Show that the cones $ayz+bxz+cxy=0$ and $(ax)^{1/2}+(by)^{1/2}+(cz)^{1/2}=0$ are reciprocal.

Question

Show that the cones $$ayz+bxz+cxy=0 \quad \text{and} \quad (ax)^\frac{1}{2}+(by)^\frac{1}{2}+(cz)^\frac{1}{2}=0$$ are reciprocal, the formar contains the co-ordinate axes while the latter touch the coordinte planes.

Answer 1

At some point I found the definition of reciprocal cone in this book. I posted some relevant pages at condition for cones to be reciprocal Alright, I was able to paste the same images here.
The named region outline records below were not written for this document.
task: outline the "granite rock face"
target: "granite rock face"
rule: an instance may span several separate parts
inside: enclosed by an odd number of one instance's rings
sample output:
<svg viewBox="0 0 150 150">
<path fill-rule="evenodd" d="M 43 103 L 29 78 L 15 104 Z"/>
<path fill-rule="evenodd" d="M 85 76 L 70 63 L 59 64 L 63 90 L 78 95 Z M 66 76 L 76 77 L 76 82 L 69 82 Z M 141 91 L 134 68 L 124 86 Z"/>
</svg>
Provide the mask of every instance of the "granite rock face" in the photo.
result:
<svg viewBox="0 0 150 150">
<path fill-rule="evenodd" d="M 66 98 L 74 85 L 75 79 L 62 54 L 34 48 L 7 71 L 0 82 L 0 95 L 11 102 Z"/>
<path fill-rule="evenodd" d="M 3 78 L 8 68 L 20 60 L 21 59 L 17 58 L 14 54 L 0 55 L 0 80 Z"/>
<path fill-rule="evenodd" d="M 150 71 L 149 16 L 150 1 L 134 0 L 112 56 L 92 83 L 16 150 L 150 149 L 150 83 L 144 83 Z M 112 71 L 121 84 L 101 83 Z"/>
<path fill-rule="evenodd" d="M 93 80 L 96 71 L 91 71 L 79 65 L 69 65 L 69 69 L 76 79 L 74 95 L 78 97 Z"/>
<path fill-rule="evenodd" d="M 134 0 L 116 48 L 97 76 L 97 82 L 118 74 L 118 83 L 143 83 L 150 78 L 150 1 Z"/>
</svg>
Good to know how to do that, as I cannot seem to find those pages any more in the online book previews.

given cone $ayz + bzx + c xy = 0,$ the actual reciprocal cone is $$ a^2 x^2 + b^2 y^2 + c^2 z^2 - 2bcyz - 2cazx - 2abxy = 0. $$

About the coordinate planes, what happens when $z =0?$ Then $$ a^2 x^2- 2abxy + b^2 y^2 = (ax-by)^2 = 0, $$ so that $$ ax = by. $$ This is a single line, therefore the cone is tangent to the plane $z=0.$ Another way to confirm tangency is to point out that a point on this line is, for some $t,$ given by $(bt, at, 0).$ Furthermore, for a quadratic form given by $v^t H v,$ the gradient is given ( as a column vector) by $2 H v.$ We then calculate $$ \left( \begin{array}{rrr} a^2 & -ab & -ca \\ -ab & b^2 & -bc \\ -ca & -bc & c^2 \end{array} \right) \left( \begin{array}{r} bt \\ at \\ 0 \end{array} \right) = \left( \begin{array}{r} 0 \\ 0 \\ -2abct \end{array} \right) $$

$$ \left( \begin{array}{rrr} 0& c & b \\ c & 0 & a \\ b & a & 0 \end{array} \right) \left( \begin{array}{rrr} a^2 & -ab & -ca \\ -ab & b^2 & -bc \\ -ca & -bc & c^2 \end{array} \right) = \left( \begin{array}{rrr} -2abc & 0 & 0 \\ 0 & -2abc & 0 \\ 0 & 0 & -2abc \end{array} \right) $$

This seems to be a pretty good practice/solutions manual for this material

Answer 2

.I able to 1st part but i can not understand 2nd part.

Answer 3

Alright, it turns out this was just carelessness about square roots. IF $$ \color{blue}{ax \geq 0, \; b y \geq 0, \; cz \geq 0 }$$ AND $$ \color{blue}{ \sqrt {cz} = \sqrt {ax} + \sqrt {by}}, $$ square once to get $$ cz = ax + by + 2 \sqrt {abxy}, $$ so $$ - ax - by + cz = 2 \sqrt {abxy}. $$ Squaring again does give $$ a^2 x^2 + b^2 y^2 + c^2 z^2 - 2byz -2ca zx + 2abxy = 2abxy, $$ $$ a^2 x^2 + b^2 y^2 + c^2 z^2 - 2byz -2ca zx - 2abxy = 0. $$ This is a subset of the cone in just one octant, and is not the entirety of cone points in that octant. We get three pieces when $$ \color{blue}{ax \geq 0, \; b y \geq 0, \; cz \geq 0 },$$ namely $$ \color{blue}{ \sqrt {cz} = \sqrt {ax} + \sqrt {by}}, $$ $$ \color{blue}{ \sqrt {ax} = \sqrt {by} + \sqrt {cz} }, $$ $$ \color{blue}{ \sqrt {by} = \sqrt {cz} + \sqrt {ax} }. $$

There is no sense to taking all $+$ signs, as in $$ \sqrt {ax} + \sqrt {by} + \sqrt {cz} = 0, $$ this can only be a single point!!!!!!!!!!!!!!!!!!!!!!!!!!!!!!

The example $a=b=c=1,$ with $x,y,z \geq 0,$ and $\sqrt z = \sqrt x + \sqrt y$ gives the satisfactory $$ z = x + y + 2 \sqrt {x y}. $$ This is part of a cone. We can write it in polar/cylindrical coordinates as $0 \leq \theta \leq \frac{\pi}{2},$ $$ z = r \; \left( \cos \theta + \sin \theta + 2 \sqrt { \cos \theta \; \sin \theta} \right) $$ Other points of the same cone in the first octant $x,y,z \geq 0,$ include $\sqrt x = \sqrt y + \sqrt z$ and $\sqrt y = \sqrt z + \sqrt x.$